A sinking tide lowers all boats, including Google, an analyst says.
In a research note, UBS Internet analyst Benjamin Schachter warned that a deteriorating advertising environment in 2009 would hurt the financial fortunes not only of Yahoo and eBay, whose businesses have struggled, but also bellwether Google.
In the third-quarter earnings preview, Mr. Schachter cut revenue and earnings per share estimates for all three companies. Price targets also fell, with Yahoo going from $28 to $20, eBay, from $28 to $18, and Google, from $700 to $525.
In afternoon trading, shares of eBay added 0.8 percent to $17.96, Yahoo skidded 6.8 percent to $12.57, and Google fell 4.4 percent to $364.20.
While Google “is relatively better positioned than the others,” Mr. Schachter predicted that third-quarter results would come in slightly below consensus forecasts in part because of a deteriorating advertising trend in Western Europe and particularly the United Kingdom.
Earlier this month, eBay warned that third-quarter revenue would come in at the low end of its forecast of $2.1 billion to $2.15 billion. The company, meanwhile, said that earnings per share would be above the previously announced range of $0.39 to $0.41.
Mr. Schachter (no relation to the reporter) said eBay is undergoing “an identity crisis” in which it wants to remain true to its auctioneer roots, but also wants to “compete in fixed price listings to spur growth.”

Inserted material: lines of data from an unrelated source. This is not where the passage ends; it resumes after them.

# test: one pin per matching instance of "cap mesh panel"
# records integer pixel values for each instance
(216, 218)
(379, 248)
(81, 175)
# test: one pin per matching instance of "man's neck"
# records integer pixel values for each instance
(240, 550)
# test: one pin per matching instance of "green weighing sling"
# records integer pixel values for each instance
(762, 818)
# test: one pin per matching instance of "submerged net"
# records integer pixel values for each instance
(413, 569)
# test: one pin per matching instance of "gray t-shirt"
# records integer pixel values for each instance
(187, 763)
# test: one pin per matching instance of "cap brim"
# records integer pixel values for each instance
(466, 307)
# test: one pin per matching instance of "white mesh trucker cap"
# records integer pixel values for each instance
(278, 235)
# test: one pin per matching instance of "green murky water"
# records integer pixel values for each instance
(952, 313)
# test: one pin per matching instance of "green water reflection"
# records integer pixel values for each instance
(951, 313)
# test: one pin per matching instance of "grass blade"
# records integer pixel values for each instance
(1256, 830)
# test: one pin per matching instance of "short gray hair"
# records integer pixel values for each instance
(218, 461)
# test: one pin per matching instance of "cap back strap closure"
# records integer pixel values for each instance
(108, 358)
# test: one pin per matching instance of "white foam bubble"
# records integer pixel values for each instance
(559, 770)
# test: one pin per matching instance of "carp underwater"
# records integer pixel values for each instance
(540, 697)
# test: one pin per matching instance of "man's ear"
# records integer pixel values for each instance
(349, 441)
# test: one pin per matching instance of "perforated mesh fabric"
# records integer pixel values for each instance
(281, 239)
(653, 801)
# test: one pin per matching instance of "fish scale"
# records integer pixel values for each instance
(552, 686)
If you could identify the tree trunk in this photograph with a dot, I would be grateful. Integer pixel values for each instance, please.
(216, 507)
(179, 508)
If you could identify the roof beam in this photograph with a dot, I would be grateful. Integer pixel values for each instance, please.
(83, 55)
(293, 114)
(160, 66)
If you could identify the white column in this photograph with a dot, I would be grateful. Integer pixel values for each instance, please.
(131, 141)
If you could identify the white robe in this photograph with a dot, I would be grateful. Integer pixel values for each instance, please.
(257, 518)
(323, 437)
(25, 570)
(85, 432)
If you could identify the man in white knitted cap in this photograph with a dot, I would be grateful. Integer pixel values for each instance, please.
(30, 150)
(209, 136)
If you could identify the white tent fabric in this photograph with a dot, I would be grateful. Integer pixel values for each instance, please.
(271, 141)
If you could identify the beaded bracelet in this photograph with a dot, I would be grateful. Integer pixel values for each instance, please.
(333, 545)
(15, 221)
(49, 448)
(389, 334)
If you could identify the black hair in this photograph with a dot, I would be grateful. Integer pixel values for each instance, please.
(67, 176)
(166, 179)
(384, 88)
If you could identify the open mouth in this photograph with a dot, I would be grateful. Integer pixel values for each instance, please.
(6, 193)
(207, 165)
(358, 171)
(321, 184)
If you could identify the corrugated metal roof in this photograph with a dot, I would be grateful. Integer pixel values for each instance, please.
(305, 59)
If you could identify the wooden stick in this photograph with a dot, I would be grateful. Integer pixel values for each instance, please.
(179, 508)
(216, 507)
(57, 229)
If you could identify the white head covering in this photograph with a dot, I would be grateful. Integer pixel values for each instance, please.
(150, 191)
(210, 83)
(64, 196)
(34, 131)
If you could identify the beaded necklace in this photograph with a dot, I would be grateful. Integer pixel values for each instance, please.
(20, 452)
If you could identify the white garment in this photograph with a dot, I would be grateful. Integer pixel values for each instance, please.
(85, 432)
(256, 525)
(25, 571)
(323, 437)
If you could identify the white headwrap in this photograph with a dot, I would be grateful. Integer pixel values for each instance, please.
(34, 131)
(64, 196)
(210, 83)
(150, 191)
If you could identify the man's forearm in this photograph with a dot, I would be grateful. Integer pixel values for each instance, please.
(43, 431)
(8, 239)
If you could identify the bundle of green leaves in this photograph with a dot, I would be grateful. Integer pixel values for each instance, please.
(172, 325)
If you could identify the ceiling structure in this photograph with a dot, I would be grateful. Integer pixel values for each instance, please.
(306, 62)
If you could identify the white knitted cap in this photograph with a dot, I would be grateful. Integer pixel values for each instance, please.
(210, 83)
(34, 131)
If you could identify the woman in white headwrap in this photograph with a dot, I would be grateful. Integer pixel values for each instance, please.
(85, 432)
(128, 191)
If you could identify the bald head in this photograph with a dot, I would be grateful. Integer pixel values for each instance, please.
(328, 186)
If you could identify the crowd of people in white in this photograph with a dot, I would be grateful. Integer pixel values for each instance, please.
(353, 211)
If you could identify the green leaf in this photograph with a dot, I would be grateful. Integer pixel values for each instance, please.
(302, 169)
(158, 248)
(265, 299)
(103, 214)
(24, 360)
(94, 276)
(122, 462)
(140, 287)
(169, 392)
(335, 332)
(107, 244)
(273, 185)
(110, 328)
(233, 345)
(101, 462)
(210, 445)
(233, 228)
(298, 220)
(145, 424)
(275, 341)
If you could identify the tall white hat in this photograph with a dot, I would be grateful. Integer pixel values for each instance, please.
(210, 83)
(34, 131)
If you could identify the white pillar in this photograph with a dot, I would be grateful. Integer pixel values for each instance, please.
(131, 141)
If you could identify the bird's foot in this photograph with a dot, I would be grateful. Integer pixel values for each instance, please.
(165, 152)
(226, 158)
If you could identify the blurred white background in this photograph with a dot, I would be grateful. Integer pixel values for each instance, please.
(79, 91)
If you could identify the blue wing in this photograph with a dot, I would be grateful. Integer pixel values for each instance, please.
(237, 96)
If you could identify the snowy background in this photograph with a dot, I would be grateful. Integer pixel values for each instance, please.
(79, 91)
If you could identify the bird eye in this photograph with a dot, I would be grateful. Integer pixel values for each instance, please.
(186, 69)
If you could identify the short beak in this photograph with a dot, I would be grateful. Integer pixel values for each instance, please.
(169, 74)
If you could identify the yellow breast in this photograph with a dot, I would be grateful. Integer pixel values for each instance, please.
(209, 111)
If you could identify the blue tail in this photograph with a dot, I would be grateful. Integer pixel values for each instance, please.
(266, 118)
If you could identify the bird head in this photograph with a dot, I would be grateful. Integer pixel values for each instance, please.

As for Yahoo, the UBS report said softness in advertising and execution concerns creates “downside risk” in the quarter. Likely outcomes, according to the report: Yahoo turns around its business based on strength in display advertising; new management takes over and sells off non-core assets and focuses on display, or Yahoo is acquired, with spurned suitor Microsoft still the most likely merger partner.